Earlier this month, Governor Andrew Cuomo signed an executive order to appoint New York Attorney General Eric Schneiderman as a special prosecutor who will investigate cases where civilians are killed by police officers. Cuomo, who faced pressure from activists regarding promises of criminal justice reform following the death of Eric Garner, issued the order after a bill that would have had a similar effect failed in the legislature.
Last Friday, July 17, marked one year since Garner was killed by a chokehold during his arrest on Staten Island. After a grand jury led by District Attorney Daniel Donovan declined to indict the police officer involved, protestors argued that the criminal justice system was fundamentally flawed—that the DA works too closely with local police departments, allowing for a “historic lack of police accountability.”
Westchester County has its own history of police-related civilian deaths: in 2010, Pace University football player Danroy Henry Jr. was shot and killed by a Pleasantville Police officer during an altercation outside a Thornwood bar. Henry, 20, was driving away from the bar when Officer Aaron Hess approached the vehicle. Hess was struck by the car, landed on the hood, and discharged his weapon, killing Henry and injuring another man in the car, Brandon Cox. After extensive investigation, prosecutors determined that the evidence did not prove criminal intent, and no charges were filed against Hess. The Henry family is currently pursuing a federal civil rights lawsuit.
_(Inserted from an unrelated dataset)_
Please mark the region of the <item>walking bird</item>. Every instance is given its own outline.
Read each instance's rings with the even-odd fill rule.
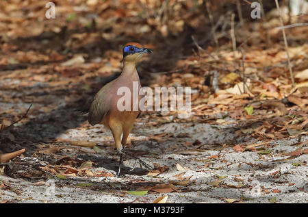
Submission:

The NAACP commended Cuomo on his appointment of Schneiderman. “We are taking Governor Cuomo at his word and are fully supportive,” said Joan Grangenois-Thomas, president of the Port Chester/Rye NAACP chapter. Grangenois-Thomas explained that the New York State Metropolitan Conference of the NAACP has been working with Cuomo to gain support for the order, and “will continue to make sure he stands by his word.”
One of the main goals of the appointment of a special prosecutor is the restoration of trust in policing and the criminal justice system. “There’s a lot of work that needs to be done…this is one step in many that need to be taken in order to return confidence,” said Grangenois-Thomas. “It’s a positive step forward.”
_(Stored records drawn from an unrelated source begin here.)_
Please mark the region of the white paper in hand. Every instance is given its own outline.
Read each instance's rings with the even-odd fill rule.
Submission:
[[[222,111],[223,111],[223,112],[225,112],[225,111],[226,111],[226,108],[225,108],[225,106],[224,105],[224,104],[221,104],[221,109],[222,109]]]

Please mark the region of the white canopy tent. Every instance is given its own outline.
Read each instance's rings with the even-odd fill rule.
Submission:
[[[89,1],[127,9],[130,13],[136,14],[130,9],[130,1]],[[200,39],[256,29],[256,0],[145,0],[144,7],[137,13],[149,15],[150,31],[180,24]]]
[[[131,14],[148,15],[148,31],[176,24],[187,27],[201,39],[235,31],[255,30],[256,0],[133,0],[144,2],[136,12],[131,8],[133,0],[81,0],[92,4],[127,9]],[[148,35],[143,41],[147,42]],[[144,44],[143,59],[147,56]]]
On the other hand, opponents of the order argue that the appointment of a special prosecutor was the wrong way to handle the situation. Detective Keith Olson, president of the Yonkers Police Benevolent Association, said he thought the appointment was “a mistake” and is concerned that the order was put forth for the purpose of indicting officers rather than seeking justice. “Things of this nature should be legislative. There were some proposals made, and our elected officials in the assembly and the senate bounced some ideas around. Ultimately those who were elected to represent the people chose not to move anything forward. I think this is just circumventing the process,” he said. “I think the goal should always be to seek justice, and I think that the process we had, which was in the hands of the DA’s office, worked.”
New York State is the first and only state in the country to implement such a system for prosecuting cases involving civilian deaths at the hands of law enforcement officers.